No que tange o licenciamento ambiental federal a Santo Antônio Energia vem descumprindo sistematicamente diversos programas do Plano Básico Ambiental, dos quais o atendimento dos objetivos e a continuidade são condicionantes da Licença de Operação da hidrelétrica de Santo Antônio, como o Programa de Remanejamento da População Atingida. A abrangência dos impactos socioambientais referentes à atual configuração do empreendimento não foram sequer caracterizadas pelo IBAMA, que tem sido incapaz de realizar as vitorias técnicas necessárias e encaminhar o tratamento devido aos impactos contatados. Em diversas localidades não consegue definir suficientemente a quantidade de famílias e propriedades atingidas e a magnitude do impacto do encharcamento do solo e da elevação do lençol freático. Partes desses descumprimentos aos programas ambientais estão exaustivamente caracterizados nos relatórios de vistorias e são alvo de uma ‘coleção’ de ações civis públicas do Ministério Público Federal e do Ministério Público do Estado de Rondônia. Seria uma imprudência licenciar o incremento de impactos de abrangência ainda não definida.

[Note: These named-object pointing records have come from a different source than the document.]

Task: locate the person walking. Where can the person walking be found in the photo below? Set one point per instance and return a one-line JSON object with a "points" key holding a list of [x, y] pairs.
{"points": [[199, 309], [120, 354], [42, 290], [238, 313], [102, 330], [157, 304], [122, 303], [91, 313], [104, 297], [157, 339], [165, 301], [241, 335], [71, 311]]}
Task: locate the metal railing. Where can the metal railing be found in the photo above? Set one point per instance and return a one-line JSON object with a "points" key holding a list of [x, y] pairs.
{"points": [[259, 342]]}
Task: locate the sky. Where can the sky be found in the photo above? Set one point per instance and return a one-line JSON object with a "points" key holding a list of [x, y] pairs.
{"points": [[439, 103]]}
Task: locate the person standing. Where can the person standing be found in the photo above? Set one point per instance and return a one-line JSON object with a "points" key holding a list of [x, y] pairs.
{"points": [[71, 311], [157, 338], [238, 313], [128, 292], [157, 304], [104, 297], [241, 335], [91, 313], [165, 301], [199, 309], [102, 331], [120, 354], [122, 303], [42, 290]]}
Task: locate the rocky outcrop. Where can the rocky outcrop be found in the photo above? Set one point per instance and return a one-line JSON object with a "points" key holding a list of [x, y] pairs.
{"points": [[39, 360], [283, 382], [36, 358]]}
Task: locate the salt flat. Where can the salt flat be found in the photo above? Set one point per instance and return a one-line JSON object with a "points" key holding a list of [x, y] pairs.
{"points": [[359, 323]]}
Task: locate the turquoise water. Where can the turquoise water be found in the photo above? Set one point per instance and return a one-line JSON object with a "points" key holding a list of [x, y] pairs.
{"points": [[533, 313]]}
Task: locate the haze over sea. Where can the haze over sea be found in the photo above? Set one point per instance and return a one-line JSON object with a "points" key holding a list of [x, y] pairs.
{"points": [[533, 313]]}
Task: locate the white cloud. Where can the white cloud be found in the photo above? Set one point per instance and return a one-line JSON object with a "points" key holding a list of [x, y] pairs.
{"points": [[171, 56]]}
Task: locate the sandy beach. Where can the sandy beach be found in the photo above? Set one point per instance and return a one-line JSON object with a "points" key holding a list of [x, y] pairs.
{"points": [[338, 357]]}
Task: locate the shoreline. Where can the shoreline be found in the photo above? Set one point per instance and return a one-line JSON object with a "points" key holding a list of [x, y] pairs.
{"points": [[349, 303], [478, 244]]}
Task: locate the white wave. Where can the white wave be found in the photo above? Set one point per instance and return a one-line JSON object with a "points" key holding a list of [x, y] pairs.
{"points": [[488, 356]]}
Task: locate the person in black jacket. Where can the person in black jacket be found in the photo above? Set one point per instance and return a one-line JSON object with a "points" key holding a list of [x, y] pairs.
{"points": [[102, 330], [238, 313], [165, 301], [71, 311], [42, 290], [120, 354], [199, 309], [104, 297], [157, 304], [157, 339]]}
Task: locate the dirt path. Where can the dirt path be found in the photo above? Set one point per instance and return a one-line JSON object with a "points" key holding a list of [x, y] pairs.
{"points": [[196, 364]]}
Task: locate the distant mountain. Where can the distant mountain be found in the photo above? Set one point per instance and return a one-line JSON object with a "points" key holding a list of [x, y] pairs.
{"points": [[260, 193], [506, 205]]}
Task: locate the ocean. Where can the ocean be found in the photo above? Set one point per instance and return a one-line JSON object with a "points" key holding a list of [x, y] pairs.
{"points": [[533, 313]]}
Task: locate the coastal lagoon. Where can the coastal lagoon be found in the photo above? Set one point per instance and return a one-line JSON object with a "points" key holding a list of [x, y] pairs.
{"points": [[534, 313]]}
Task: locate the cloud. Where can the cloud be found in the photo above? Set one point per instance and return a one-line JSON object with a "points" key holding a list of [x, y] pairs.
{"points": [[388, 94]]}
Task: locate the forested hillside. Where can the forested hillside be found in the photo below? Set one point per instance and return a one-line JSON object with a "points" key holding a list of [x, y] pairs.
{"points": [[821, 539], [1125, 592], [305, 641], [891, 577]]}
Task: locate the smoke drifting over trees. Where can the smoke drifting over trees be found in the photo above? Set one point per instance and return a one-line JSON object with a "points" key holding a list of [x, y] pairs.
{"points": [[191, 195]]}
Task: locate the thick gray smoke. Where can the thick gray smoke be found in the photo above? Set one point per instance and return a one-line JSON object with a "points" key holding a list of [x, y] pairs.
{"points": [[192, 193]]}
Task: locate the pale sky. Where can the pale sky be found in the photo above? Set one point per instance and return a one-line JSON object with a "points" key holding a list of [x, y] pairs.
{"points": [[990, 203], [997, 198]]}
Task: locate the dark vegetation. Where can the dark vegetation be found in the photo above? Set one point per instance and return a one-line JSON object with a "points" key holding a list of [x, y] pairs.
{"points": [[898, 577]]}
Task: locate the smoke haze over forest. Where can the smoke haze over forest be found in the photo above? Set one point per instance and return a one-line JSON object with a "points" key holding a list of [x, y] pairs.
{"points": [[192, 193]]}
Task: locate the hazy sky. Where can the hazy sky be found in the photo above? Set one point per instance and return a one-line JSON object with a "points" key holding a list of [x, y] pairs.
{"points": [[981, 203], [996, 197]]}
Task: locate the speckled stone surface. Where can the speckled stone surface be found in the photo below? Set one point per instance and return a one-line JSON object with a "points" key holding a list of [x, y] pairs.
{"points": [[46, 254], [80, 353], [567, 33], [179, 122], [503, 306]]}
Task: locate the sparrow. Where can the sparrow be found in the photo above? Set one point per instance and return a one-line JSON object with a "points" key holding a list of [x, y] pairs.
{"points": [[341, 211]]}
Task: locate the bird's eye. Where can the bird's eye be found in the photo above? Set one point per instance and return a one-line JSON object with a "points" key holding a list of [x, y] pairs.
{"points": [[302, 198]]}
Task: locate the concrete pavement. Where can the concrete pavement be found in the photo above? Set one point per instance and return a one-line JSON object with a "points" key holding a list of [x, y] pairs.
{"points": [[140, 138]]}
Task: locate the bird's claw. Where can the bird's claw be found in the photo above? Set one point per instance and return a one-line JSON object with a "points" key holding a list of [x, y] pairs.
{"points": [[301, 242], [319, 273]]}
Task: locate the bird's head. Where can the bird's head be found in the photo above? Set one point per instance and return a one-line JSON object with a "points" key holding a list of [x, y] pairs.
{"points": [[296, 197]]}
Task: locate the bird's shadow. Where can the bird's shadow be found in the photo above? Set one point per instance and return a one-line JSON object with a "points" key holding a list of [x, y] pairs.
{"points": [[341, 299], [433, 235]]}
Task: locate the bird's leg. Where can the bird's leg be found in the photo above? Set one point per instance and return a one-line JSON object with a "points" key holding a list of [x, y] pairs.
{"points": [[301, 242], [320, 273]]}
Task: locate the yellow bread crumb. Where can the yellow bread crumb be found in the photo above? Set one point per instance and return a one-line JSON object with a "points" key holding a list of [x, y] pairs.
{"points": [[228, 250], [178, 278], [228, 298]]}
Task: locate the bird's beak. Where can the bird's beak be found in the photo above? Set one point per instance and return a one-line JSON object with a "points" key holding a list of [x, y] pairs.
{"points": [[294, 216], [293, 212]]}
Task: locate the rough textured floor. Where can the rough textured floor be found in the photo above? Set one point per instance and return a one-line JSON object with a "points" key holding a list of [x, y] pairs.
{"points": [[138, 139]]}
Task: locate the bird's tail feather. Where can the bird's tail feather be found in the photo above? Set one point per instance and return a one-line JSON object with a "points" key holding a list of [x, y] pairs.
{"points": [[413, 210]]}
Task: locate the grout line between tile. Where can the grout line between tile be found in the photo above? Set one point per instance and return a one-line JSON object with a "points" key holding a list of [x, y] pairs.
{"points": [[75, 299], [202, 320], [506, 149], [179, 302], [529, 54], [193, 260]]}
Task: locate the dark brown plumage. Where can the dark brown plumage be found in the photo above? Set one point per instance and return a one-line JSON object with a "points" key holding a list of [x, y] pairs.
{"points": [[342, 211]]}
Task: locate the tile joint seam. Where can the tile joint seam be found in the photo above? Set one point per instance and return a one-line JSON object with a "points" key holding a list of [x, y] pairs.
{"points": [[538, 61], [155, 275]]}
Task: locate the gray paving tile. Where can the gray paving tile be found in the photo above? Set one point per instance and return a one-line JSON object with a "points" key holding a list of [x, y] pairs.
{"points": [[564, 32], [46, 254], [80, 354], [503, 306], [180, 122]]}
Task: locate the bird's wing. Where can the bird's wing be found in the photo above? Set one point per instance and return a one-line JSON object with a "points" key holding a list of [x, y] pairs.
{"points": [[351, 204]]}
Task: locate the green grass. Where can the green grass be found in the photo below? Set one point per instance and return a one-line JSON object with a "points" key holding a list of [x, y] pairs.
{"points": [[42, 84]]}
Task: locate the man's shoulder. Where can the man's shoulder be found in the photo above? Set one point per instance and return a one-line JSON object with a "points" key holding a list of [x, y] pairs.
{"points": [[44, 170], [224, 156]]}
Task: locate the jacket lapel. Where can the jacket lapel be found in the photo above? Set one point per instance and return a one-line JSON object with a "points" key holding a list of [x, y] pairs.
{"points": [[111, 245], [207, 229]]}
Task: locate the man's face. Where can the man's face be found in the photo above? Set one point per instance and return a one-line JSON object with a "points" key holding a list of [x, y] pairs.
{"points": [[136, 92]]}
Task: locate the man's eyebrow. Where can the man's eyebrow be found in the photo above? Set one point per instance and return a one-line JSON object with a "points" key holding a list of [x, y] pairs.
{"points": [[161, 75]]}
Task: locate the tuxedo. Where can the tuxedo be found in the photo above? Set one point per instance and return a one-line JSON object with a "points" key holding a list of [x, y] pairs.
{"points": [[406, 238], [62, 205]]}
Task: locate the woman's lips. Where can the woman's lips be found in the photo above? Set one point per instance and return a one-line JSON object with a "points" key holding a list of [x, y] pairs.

Além de descumprir com as obrigações do licenciamento ambiental federal, a Santo Antônio Energia também não tem cumprido com as condicionantes da outorga de concessão de utilização dos recursos hídricos emitida pela Agência Nacional de Águas (ANA).
Conforme o ofício nº 330/2015/AA-ANA (Documento nº 000000.054960/2015-84) de 18 de setembro de 2015, encaminhado pelo diretor-presidente da Agência Nacional de Águas (ANA) ao diretor-presidente do consórcio Santo Antônio Energia (SAE), Eduardo de Melo Pinto, a área urbana de Jaci Paraná abaixo da cota de 77,10m deverá ser realocada e a cota mínima para a BR 364 nos trechos sob influência do reservatório da UHE Santo Antônio será de 77,40m.
As medidas determinadas visam a proteção das áreas à montante contra os efeitos de remanso do reservatório da UHE Santo Antônio.
A ANA também fixou para o dia 13 de outubro de 2015 o prazo para que a Santo Antônio Energia apresente um cronograma de desenvolvimento dos projetos e execução da relocação urbana de Jaci Paraná. O cumprimento das cotas de proteção estabelecidas é necessário para o atendimento das condições de outorga de direito de uso de recursos hídricos da UHE Santo Antônio. Até hoje não houve a devida comunicação aos atingidos e apresentação das informações solicitadas.
Ainda no que se refere à Agência Nacional de Energia Elétrica (ANEEL), mesmo após o desastre de 2014, no rio Madeira, a Santo Antônio Energia sequer apresentou o Plano de Segurança de Barragem, conforme determina a Política Nacional de Segurança de Barragens (Lei nº 12.334/2010), requisito que passou a ser exigido com maior rigor após o crime ocorrido na bacia do rio Doce. O prazo para apresentação estipulado pela AGU expirou no dia 22 de junho.